Simmons & Simmons launches its first AI law internship cohort of eight students, embedding technical and legal AI training in a structured programme
Simmons & Simmons has announced that it has taken on its first cohort of eight students for a new artificial intelligence law internship programme, the first of its kind at the firm. The internship is specifically designed to blend legal and technical AI training, with the stated aim of better equipping future lawyers to advise on — and work with — emerging AI technologies. The programme is structured around giving participants exposure to both the legal frameworks governing AI and the technical operation of AI systems themselves, positioning it as a direct response to client demand for lawyers who can engage with AI-related matters at a level beyond surface-level familiarity. The announcement reflects a broader pattern of City and Silver Circle firms investing in AI-specific talent pipelines: AI has moved from a back-office efficiency tool to a front-line practice area, with matters touching the EU AI Act, AI liability, data governance, and technology contracts now generating material advisory work. Simmons & Simmons has a recognised technology practice and has been active in AI-adjacent regulatory advice. The internship model — structured legal-technical training at the student stage — is likely to influence how other firms approach AI capability-building, particularly as the EU AI Act implementation timeline accelerates and UK firms develop their own domestic AI governance frameworks in the absence of binding UK AI legislation.
Why this matters
The creation of a dedicated AI law internship signals that Simmons & Simmons views AI legal expertise as a distinct competency requiring structured investment — not simply an add-on to existing tech practice training.
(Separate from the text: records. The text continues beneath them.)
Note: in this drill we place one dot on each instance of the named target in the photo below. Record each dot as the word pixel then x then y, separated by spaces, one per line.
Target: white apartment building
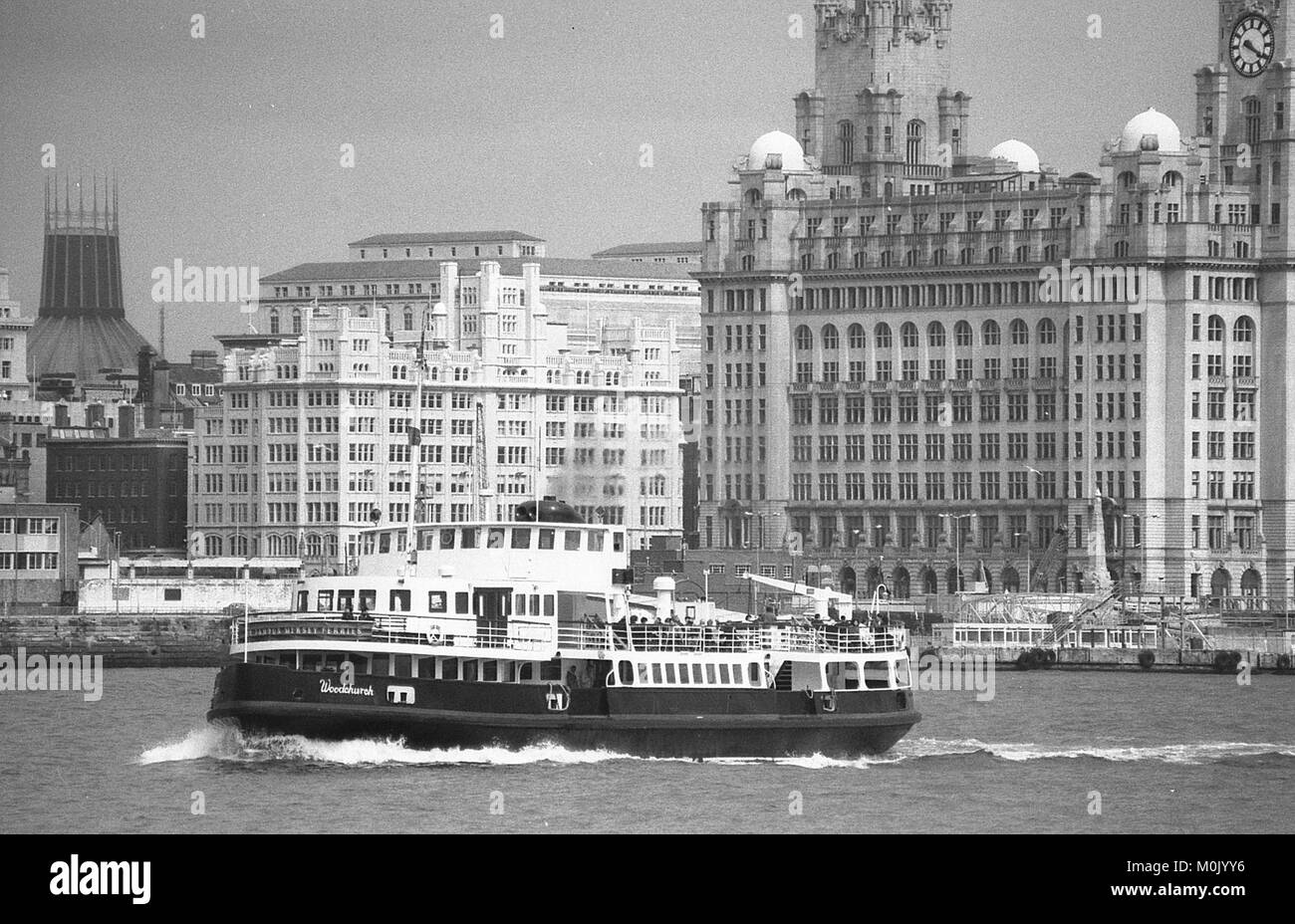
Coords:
pixel 312 440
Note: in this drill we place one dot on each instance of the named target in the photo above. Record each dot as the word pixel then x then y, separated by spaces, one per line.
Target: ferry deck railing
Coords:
pixel 538 637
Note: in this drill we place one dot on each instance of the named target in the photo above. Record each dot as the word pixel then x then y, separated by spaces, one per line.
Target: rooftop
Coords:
pixel 652 247
pixel 443 237
pixel 346 271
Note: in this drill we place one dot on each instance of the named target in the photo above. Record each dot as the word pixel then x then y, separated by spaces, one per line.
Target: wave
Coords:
pixel 231 744
pixel 1191 754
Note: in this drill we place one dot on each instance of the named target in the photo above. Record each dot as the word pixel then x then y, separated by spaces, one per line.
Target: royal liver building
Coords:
pixel 927 354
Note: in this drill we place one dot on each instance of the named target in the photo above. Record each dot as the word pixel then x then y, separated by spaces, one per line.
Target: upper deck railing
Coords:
pixel 539 637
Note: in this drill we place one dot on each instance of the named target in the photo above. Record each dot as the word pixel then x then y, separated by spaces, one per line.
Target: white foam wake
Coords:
pixel 1192 752
pixel 231 744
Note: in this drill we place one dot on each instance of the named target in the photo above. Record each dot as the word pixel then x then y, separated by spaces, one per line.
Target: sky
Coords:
pixel 470 116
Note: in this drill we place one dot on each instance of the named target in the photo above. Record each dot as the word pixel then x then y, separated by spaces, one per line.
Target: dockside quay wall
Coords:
pixel 1165 660
pixel 179 595
pixel 133 641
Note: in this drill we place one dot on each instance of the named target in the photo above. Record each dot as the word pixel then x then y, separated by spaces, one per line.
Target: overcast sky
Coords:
pixel 228 146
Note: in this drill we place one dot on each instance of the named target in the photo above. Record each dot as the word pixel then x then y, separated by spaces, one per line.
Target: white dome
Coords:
pixel 1152 124
pixel 1019 153
pixel 790 155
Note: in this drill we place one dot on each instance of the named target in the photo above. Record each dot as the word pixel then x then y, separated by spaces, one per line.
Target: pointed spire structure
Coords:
pixel 81 323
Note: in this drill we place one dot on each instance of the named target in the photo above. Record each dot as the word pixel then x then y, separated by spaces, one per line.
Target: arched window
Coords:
pixel 902 587
pixel 1254 112
pixel 846 138
pixel 1216 329
pixel 915 149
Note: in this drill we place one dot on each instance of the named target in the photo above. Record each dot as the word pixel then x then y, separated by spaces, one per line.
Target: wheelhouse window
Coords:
pixel 876 674
pixel 842 676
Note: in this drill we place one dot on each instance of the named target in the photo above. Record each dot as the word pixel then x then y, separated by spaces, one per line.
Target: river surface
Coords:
pixel 1052 751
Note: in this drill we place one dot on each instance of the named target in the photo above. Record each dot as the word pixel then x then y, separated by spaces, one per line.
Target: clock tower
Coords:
pixel 881 111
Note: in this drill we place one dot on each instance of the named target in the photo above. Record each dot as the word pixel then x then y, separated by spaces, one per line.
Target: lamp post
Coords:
pixel 957 549
pixel 1028 561
pixel 1125 551
pixel 854 558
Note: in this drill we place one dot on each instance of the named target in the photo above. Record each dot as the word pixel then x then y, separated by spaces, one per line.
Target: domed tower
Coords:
pixel 882 108
pixel 81 323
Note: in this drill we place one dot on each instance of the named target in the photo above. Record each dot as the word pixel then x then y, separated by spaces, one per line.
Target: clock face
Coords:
pixel 1251 46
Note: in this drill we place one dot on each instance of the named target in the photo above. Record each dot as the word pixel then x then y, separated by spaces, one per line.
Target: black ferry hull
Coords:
pixel 647 722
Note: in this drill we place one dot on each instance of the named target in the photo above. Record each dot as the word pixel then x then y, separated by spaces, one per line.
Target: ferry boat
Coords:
pixel 526 633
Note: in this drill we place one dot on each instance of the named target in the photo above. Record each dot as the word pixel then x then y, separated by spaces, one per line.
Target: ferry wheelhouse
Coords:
pixel 526 633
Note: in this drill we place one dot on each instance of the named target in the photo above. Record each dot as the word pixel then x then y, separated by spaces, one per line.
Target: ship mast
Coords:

For students targeting City firms, this matters because it shapes the skills profile firms will expect from future trainees: familiarity with AI systems, data processing frameworks, and the EU AI Act's risk-tiered obligations is becoming a baseline expectation rather than a differentiator. The 'why now' trigger is the convergence of the EU AI Act's phased implementation, growing client demand for AI governance advice, and the increasing use of AI tools within law firm operations — all creating a skills gap that traditional legal training does not yet address. Firms that build AI-literate junior cohorts now will have a structural advantage in winning AI advisory mandates as the regulatory framework matures.
On the Ground
A trainee participating in an AI-focused programme — or working on an AI advisory matter — would assist with AI governance policy drafting for clients building internal AI deployment frameworks, markup of data processing agreements (DPAs) between AI vendors and corporate clients, and preparation of regulatory impact assessment memos mapping client AI use cases against the EU AI Act's risk classification tiers.
Interview prep
Soundbite
Dedicated AI law internships signal that technical AI literacy is becoming a baseline hiring criterion, not a specialist differentiator.
Question you might get
“How does the EU AI Act's risk-tiered classification system work, and what compliance obligations would a law firm's corporate client face if it deployed a high-risk AI system as defined by the Act?”
Full answer
Simmons & Simmons has launched a structured AI law internship blending legal and technical training, taking on its first cohort of eight students. For law firm strategy, this reflects a recognition that AI legal advisory — covering the EU AI Act, AI liability, data governance, and technology contracts — now requires practitioners who can engage substantively with how AI systems work, not just the rules that govern them. The broader market shift is that AI has moved from a firm efficiency tool to a client-facing practice area, with the EU AI Act's phased implementation creating immediate compliance mandates. Firms building AI-literate talent pipelines now will be better positioned to win mandates as regulatory complexity grows. This also signals that AI-focused internships and training programmes will become a competitive differentiator in graduate recruitment over the next two to three years.